Ao tratar das memórias presentes nas narrativas de formação, Josso (2004) explica que, quando se fala em recordações-referências, remete-se ao simbólico, que significa, ao mesmo tempo, uma dimensão concreta-visível, baseada em nossas percepções ou imagens sociais e, a uma dimensão invisível, baseada em emoções, sentimentos, sentidos ou valores.

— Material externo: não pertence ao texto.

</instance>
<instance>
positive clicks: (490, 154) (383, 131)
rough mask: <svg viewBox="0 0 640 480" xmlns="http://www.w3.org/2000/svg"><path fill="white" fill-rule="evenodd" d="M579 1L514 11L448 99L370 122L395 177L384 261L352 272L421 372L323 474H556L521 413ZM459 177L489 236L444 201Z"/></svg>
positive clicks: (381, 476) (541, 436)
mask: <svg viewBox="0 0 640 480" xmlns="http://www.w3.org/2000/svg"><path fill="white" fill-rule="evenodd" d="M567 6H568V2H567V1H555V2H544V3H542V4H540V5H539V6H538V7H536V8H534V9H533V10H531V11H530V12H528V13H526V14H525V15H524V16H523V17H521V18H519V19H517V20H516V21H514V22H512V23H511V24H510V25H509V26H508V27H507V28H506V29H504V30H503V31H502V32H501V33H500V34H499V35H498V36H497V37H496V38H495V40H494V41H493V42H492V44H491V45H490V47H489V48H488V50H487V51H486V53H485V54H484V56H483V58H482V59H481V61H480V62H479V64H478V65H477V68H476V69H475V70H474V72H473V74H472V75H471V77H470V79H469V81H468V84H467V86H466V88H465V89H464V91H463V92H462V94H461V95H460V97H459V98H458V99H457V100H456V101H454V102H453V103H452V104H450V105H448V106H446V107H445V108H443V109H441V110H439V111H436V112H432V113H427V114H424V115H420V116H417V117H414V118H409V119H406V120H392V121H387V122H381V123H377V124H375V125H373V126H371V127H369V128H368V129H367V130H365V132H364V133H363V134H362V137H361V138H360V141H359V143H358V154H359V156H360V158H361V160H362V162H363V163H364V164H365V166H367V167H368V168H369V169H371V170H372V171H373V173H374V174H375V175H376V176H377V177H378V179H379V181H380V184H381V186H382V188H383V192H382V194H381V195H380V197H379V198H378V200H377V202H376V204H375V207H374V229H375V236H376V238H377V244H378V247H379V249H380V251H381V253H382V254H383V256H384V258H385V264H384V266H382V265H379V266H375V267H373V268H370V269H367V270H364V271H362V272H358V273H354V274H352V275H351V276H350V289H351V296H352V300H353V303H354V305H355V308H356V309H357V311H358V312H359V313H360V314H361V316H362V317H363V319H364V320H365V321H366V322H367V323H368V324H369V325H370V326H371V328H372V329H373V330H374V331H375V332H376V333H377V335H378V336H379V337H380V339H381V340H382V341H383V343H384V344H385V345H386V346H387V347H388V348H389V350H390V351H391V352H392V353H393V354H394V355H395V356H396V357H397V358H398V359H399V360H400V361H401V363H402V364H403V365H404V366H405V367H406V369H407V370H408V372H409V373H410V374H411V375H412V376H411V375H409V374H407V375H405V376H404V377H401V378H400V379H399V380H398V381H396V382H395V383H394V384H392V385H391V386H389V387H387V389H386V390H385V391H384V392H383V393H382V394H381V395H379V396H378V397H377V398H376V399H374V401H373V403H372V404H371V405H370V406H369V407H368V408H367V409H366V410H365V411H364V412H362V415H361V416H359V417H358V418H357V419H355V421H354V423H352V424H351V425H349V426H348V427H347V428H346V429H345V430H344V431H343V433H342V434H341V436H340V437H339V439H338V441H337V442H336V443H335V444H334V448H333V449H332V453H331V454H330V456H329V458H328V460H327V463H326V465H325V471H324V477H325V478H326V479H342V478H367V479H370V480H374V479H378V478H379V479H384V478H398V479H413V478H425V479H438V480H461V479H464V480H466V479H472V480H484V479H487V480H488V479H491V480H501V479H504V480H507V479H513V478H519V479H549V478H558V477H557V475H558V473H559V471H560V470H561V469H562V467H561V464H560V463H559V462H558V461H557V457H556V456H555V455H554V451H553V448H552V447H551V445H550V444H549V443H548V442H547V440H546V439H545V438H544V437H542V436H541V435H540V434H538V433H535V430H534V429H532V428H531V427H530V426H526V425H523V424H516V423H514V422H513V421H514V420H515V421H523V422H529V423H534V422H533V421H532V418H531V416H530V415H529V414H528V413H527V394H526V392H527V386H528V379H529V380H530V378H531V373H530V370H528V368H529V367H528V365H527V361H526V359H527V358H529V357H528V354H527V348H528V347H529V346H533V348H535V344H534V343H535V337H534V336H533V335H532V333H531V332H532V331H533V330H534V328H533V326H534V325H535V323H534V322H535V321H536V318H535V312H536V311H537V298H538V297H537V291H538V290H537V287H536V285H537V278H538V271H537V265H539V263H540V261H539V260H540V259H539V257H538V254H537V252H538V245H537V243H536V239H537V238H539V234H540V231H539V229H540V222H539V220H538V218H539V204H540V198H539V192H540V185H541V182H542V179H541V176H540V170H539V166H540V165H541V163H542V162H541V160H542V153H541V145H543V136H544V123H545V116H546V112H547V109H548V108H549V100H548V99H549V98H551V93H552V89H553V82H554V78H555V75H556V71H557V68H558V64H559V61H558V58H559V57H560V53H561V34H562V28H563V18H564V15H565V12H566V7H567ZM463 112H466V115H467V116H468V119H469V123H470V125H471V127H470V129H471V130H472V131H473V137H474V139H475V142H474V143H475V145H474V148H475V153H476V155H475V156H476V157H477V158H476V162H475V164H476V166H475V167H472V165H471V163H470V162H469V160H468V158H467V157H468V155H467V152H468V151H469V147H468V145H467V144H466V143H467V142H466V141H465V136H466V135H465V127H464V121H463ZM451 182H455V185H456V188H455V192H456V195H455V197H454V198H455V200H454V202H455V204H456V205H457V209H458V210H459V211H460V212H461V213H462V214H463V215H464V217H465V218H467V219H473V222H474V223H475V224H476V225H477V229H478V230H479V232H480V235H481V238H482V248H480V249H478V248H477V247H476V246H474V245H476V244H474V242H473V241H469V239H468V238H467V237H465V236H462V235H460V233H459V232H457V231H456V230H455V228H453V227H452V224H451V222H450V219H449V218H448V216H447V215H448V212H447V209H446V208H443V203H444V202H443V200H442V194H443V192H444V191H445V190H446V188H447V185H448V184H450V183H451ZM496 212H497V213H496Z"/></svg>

A recordação-referência pode ser qualificada de experiência formadora, uma vez que o que foi aprendido (saber-fazer e conhecimentos) serve de referência em diversas situações do gênero de acontecimento existencial singular e passa a ser decisivo na simbólica orientadora de uma vida. Essas experiências podem ser utilizadas para ilustrar, em uma história, a descrição de uma transformação. Essa história, narrada, nos apresenta “[...] ao outro em formas socioculturais, em representações, conhecimentos e valorizações, que são diferentes formas de falar de mim, das minhas identidades e da minha subjetividade" (JOSSO, 2004, p. 41). Portanto, o processo de construção narrativa sobre a formação de cada indivíduo conduz a reflexões em diferentes dimensões, como a antropológica (independente do contexto cultural e socio- histórico), a ontológica (relacionada a quem sou eu) e a axiológica (relacionada aos valores que orientam a nossa existência).

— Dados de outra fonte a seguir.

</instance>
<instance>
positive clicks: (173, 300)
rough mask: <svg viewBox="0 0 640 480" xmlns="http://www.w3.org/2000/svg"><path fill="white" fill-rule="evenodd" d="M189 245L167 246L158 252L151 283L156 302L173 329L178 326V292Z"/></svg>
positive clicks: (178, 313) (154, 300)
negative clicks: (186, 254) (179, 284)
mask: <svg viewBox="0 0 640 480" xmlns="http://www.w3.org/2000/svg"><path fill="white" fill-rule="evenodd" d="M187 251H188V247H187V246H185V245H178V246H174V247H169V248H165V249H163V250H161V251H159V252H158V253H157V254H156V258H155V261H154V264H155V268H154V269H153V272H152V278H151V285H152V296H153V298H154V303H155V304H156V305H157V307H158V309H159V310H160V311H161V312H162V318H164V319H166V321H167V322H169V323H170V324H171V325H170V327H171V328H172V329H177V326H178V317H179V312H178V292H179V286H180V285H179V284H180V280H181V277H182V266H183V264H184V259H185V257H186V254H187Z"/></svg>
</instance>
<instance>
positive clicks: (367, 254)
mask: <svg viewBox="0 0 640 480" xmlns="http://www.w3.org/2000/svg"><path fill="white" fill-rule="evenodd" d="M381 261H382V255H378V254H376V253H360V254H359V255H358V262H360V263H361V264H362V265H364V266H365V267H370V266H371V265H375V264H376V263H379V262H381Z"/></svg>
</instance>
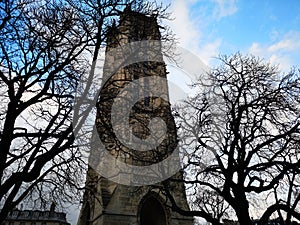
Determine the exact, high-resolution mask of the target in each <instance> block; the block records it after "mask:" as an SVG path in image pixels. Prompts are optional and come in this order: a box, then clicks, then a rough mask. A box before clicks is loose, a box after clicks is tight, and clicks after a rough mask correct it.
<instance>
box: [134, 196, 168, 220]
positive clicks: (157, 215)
mask: <svg viewBox="0 0 300 225" xmlns="http://www.w3.org/2000/svg"><path fill="white" fill-rule="evenodd" d="M141 204H142V205H141V208H140V225H167V216H166V212H165V210H164V207H163V206H162V204H161V203H160V201H159V200H158V199H157V198H156V197H154V196H149V197H148V196H147V197H146V199H144V201H143V202H142V203H141Z"/></svg>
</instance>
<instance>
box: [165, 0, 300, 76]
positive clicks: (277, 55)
mask: <svg viewBox="0 0 300 225" xmlns="http://www.w3.org/2000/svg"><path fill="white" fill-rule="evenodd" d="M164 2H165V3H171V8H170V11H171V12H173V14H172V16H173V17H174V18H175V20H173V21H170V22H169V24H170V26H171V28H172V29H173V31H174V33H175V34H176V35H177V37H178V38H179V42H180V46H181V47H184V48H186V49H188V50H190V51H192V52H193V53H195V54H197V55H198V56H199V57H200V58H201V60H202V61H204V62H205V63H207V64H208V65H213V64H214V60H213V57H216V56H218V55H219V54H232V53H234V52H237V51H240V52H242V53H245V54H246V53H251V54H253V55H256V56H259V57H261V58H264V59H265V60H267V61H269V62H271V63H274V64H280V65H279V68H280V69H281V70H283V71H286V70H288V69H289V68H290V67H291V66H293V65H294V66H296V67H300V53H299V52H300V1H299V0H286V1H282V0H273V1H270V0H251V1H249V0H248V1H246V0H173V1H171V0H165V1H164Z"/></svg>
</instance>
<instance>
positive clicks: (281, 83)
mask: <svg viewBox="0 0 300 225" xmlns="http://www.w3.org/2000/svg"><path fill="white" fill-rule="evenodd" d="M220 61H221V65H220V66H219V67H217V68H216V69H213V70H211V71H210V72H209V74H208V76H207V77H206V78H207V79H206V80H205V82H204V81H203V80H202V81H201V80H200V81H199V83H197V84H195V87H196V88H199V93H198V94H197V95H195V96H194V97H192V98H190V99H189V100H188V101H186V102H184V103H183V104H182V105H180V106H178V107H177V109H176V113H175V114H176V117H177V122H178V126H179V128H178V129H179V137H180V139H181V148H182V154H183V164H184V168H185V172H186V173H185V174H186V175H185V177H184V179H183V180H180V179H179V180H175V179H174V180H173V182H185V183H186V185H187V187H188V193H189V194H191V195H193V196H192V199H194V201H195V202H196V203H200V204H198V206H195V207H193V209H192V210H191V211H184V210H182V209H180V208H179V207H178V205H177V203H176V201H174V198H173V196H172V195H171V194H170V193H169V192H168V189H167V188H166V189H165V194H166V195H168V197H169V198H170V199H171V202H172V205H171V206H170V207H172V208H173V209H175V210H177V211H178V212H180V213H181V214H184V215H194V216H200V217H203V218H205V219H206V220H207V221H209V222H211V223H212V224H220V223H221V219H226V218H228V217H229V216H231V217H232V218H234V217H235V218H237V219H238V221H239V223H240V224H246V225H250V224H252V217H254V218H257V219H258V221H257V223H258V224H266V222H267V221H268V220H269V219H270V218H272V216H273V217H275V216H276V215H277V216H278V213H279V215H281V217H282V216H283V215H284V216H286V220H287V221H288V222H289V223H291V220H292V218H294V219H298V220H299V219H300V211H299V198H300V197H299V165H300V159H299V150H300V149H299V143H300V142H299V138H300V136H299V134H300V133H299V131H300V121H299V117H300V108H299V105H300V104H299V101H300V99H299V93H300V76H299V71H296V70H295V69H292V70H291V71H290V72H289V73H284V74H280V73H279V71H278V69H277V68H276V67H275V66H272V65H270V64H268V63H264V62H263V61H262V60H260V59H258V58H256V57H254V56H242V55H241V54H239V53H237V54H234V55H232V56H230V57H226V56H222V57H220ZM168 185H170V184H169V183H166V184H165V186H166V187H168ZM207 193H209V194H210V195H211V197H209V196H208V199H209V200H205V199H206V197H205V196H207ZM221 205H223V206H224V207H223V208H222V209H221V210H220V208H218V207H216V206H221ZM258 207H259V210H256V209H257V208H258ZM226 213H227V215H226ZM283 220H284V219H283Z"/></svg>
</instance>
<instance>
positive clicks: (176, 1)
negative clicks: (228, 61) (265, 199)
mask: <svg viewBox="0 0 300 225" xmlns="http://www.w3.org/2000/svg"><path fill="white" fill-rule="evenodd" d="M163 3H165V4H167V3H171V7H170V10H169V11H171V12H173V14H172V17H173V18H174V20H173V21H170V22H169V23H168V24H169V25H170V27H171V29H172V30H173V32H174V33H175V34H176V35H177V38H178V39H179V45H180V46H181V47H183V48H185V49H187V50H189V51H191V52H193V53H194V54H196V55H197V56H198V57H199V58H200V59H201V60H202V61H203V62H204V63H206V64H207V65H210V66H212V65H214V62H215V61H214V57H216V56H218V55H219V54H232V53H235V52H237V51H240V52H242V53H244V54H247V53H251V54H254V55H256V56H259V57H261V58H264V59H265V60H267V61H270V62H271V63H274V64H279V63H280V69H281V70H283V71H287V70H289V68H290V67H291V66H293V65H294V66H296V67H298V68H299V67H300V0H285V1H282V0H280V1H279V0H273V1H271V0H163ZM173 75H174V74H173ZM181 75H182V74H180V73H179V74H177V75H175V76H177V78H175V81H174V83H175V84H176V83H177V84H178V85H179V86H180V87H181V88H183V89H184V87H183V86H184V84H183V82H186V83H190V82H189V81H188V80H184V78H182V76H181ZM176 79H177V81H176ZM173 80H174V79H173ZM175 88H176V87H175ZM177 89H178V88H177ZM183 91H186V92H188V90H187V89H184V90H183ZM174 93H176V92H174ZM78 213H79V209H75V210H74V211H72V213H70V214H68V219H69V220H70V221H71V222H72V224H76V221H77V216H78ZM74 214H76V215H74Z"/></svg>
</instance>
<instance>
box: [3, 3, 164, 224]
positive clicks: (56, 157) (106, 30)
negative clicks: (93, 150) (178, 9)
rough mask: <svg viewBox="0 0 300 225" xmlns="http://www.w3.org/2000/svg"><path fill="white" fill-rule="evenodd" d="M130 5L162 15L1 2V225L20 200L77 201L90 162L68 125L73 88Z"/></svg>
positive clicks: (158, 7)
mask: <svg viewBox="0 0 300 225" xmlns="http://www.w3.org/2000/svg"><path fill="white" fill-rule="evenodd" d="M127 5H130V6H131V7H133V8H134V9H136V10H140V11H143V12H145V13H152V14H153V13H154V12H157V14H158V15H162V16H161V18H163V17H164V15H166V13H164V12H165V8H163V7H162V6H161V5H157V4H156V3H155V2H154V3H150V2H148V1H135V0H124V1H117V0H116V1H111V0H101V1H93V0H89V1H88V0H85V1H71V0H60V1H56V0H53V1H52V0H47V1H32V0H25V1H10V0H9V1H4V2H1V3H0V15H1V16H0V36H1V43H0V92H1V97H0V98H1V109H0V149H1V156H0V179H1V180H0V208H1V210H0V223H1V222H2V221H3V220H4V219H5V218H6V216H7V214H8V213H9V211H11V210H12V209H13V208H14V207H16V206H17V205H18V204H19V203H20V202H22V201H24V200H25V199H29V200H30V202H32V203H37V204H39V205H40V206H43V205H44V204H45V202H47V201H52V200H53V201H60V200H61V201H72V200H74V198H76V196H80V193H77V190H80V189H81V188H82V187H81V185H82V184H83V182H82V181H83V174H84V172H85V171H86V167H87V164H86V160H85V152H82V151H80V150H79V148H78V145H79V144H80V143H78V142H76V141H75V136H74V129H78V127H74V123H73V121H72V116H73V115H74V114H76V113H78V112H77V111H75V112H74V111H73V104H74V99H75V97H76V90H77V85H78V82H79V80H80V79H81V77H82V76H83V74H89V75H91V76H92V75H93V74H94V73H95V68H96V60H97V57H98V54H99V51H100V49H101V47H103V46H105V42H106V32H107V28H108V26H110V25H111V24H112V23H113V20H114V18H115V16H117V15H118V14H119V13H120V12H121V11H122V10H123V9H124V7H125V6H127ZM90 57H91V58H92V60H91V61H92V63H91V65H90V64H89V62H90V61H89V58H90ZM87 85H88V84H87ZM86 90H88V89H85V90H83V93H81V94H84V93H85V91H86ZM85 94H88V93H85ZM76 118H79V119H82V120H84V119H85V117H84V116H83V115H82V114H80V115H77V117H76ZM76 122H78V121H76ZM80 124H81V123H80V122H78V123H76V124H75V125H76V126H77V125H80Z"/></svg>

Josso (2004) trata da narrativa de si, direcionando o olhar do investigador para a formação narrada pelos interlocutores que, ao contarem suas histórias e trajetórias, usaram o

recurso da recordação-referência durante a vida, que lhes permitiu, na condição de sujeitos- aprendentes, a realizar associações livres para evocá-las e organizá-las de forma coerente, ou seja, em uma narrativa que gire em torno da formação.

Os interlocutores que entrevistei e/ou responderam aos questionários, ao rememorarem suas trajetórias de vida, abordaram aspectos importantes para os fins da investigação, como empregos anteriores, vínculos estabelecidos, vivências e experiências vividas nas instituições em que passaram ao longo de sua formação, dentre outros. Portanto, ao narrarem suas próprias trajetórias de vida e de formação, também puderam, assim o creio, construir uma imagem que lhes possibilitasse refletir sobre a própria formação.

Dentre as narrativas, destaco a formação na educação básica, em sua maioria realizada em escolas públicas; cursos técnico-profissionalizantes e cursos superiores que tinham relação com a área social, e outros, que não tinham relação direta. Foi-me possível identificar também a participação em projetos sociais com a intervenção do esporte, de ações religiosas e de trabalhos na área social em outros serviços.

A realização desses trabalhos, anteriores à entrada nos centros pop, contribuíram, segundo mencionaram os educadores sociais, para a aquisição de experiência para a atuação no serviço socioassistencial, podendo ter influído também nas contratações.